Perchè sull’Italicum, viste le tensioni interne al Pd tra maggioranza e minoranza, per il presidente del Consiglio Matteo Renzi il soccorso dell’amico Denis Verdini sarebbe non solo utile ma addirittura decisivo.
Rispolverando, in vista della conta per il via libera definitivo alla nuova legge elettorale, almeno un pezzo di Patto del Nazareno.
Quel tanto che basta all’ex sindaco di Firenze per disinnescare la minaccia dei dissidenti interni e l’incognita dell’eventuale scrutinio segreto.
Siamo al Verdini e l’aiuto arriverà . Grazie alla pattuglia di circa 15 deputati che proprio a Verdini fa riferimento.
Un drappello che, sotto la regia del ras toscano di Forza Italia, ha fatto da ponte di collegamento con i renziani del Pd durante i mesi del Nazareno, nel pieno delle trattative sulle riforme costituzionali e la stessa legge elettorale.
Tra loro l’ex tesoriere del Pdl Ignazio Abrignani, verdiniano d’assalto, come pure Massimo Parisi, coordinatore regionale azzurro della Toscana, e Luca D’Alessandro, già capo ufficio stampa (nel 2003) di Forza Italia.
Tra i big spicca il nome dell’ex sottosegretario ai Rapporti con il Parlamento, Laura Ravetto.
Mentre, direttamente da Mediaset, arriva l’ex giornalista del Tg5 Giorgio Lainati.
Poi ci sono il questore della Camera Gregorio Fontana e l’ex An Marco Martinelli.
In buona compagnia con Luigi Cesaro, già presidente della Provincia di Napoli, meglio noto come Giggino a’ purpetta.
Da Brescia arriva un altro ex presidente di Provincia: Giuseppe Romele.

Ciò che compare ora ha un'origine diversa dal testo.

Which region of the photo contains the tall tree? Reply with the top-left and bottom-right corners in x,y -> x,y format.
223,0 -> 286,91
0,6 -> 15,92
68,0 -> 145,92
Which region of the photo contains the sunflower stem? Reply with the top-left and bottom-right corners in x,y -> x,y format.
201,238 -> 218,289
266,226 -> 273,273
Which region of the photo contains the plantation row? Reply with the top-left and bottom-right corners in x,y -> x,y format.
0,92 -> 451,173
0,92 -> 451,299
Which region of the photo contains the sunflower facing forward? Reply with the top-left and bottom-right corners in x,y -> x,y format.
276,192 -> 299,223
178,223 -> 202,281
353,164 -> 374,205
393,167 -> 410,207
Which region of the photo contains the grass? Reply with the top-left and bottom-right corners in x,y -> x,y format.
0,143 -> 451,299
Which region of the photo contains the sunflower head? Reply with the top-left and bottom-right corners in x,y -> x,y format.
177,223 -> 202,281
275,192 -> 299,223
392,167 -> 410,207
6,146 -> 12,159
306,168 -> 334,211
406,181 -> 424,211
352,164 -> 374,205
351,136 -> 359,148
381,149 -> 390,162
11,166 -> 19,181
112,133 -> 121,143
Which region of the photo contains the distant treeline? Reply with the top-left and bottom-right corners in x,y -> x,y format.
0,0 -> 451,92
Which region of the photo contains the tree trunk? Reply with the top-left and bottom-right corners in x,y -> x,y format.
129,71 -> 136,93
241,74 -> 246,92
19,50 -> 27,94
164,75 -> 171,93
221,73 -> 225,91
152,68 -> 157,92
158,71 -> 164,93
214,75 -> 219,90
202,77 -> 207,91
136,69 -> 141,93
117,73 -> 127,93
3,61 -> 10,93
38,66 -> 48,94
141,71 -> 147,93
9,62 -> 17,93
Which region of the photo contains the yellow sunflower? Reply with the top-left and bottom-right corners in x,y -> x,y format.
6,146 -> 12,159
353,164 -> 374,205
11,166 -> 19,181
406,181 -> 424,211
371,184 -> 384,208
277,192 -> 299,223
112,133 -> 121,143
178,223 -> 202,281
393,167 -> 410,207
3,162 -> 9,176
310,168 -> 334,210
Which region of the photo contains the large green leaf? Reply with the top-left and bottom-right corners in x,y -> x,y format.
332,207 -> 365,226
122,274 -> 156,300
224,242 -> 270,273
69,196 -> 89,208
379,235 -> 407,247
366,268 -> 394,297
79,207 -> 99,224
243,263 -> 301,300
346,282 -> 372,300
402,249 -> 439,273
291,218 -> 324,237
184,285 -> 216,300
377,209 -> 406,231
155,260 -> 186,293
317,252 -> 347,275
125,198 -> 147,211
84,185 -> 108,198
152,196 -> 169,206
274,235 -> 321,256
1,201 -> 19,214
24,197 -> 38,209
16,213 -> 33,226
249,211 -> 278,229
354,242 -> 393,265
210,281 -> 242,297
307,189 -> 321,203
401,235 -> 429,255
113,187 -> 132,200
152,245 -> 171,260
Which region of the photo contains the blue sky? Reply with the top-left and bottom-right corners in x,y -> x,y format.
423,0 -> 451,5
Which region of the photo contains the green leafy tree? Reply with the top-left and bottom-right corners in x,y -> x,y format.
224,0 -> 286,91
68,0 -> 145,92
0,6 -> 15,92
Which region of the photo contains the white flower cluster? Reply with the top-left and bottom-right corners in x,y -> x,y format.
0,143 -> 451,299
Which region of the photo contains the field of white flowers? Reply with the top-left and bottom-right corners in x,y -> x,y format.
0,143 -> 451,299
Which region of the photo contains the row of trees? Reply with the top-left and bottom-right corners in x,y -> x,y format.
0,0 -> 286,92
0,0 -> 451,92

Nell’elenco degli ex amministratori locali c’è anche Monica Faenzi, per dieci anni sindaco di Castiglione della Pescaia in Toscana.
Completano la lista il campano Carlo Sarro, il milanese Carlo Mottola e il re delle cliniche private, recordman di assenteismo parlamentare, Antonio Angelucci.
RINASCE IL NAZARENO
Certo, dipenderà anche dalla piega che il dibattito parlamentare finirà per prendere. “Noi la fiducia sull’Italicum non la votiamo” assicura a ilfattoquotidiano.it un autorevole esponente della corrente forzista che fa capo a Verdini.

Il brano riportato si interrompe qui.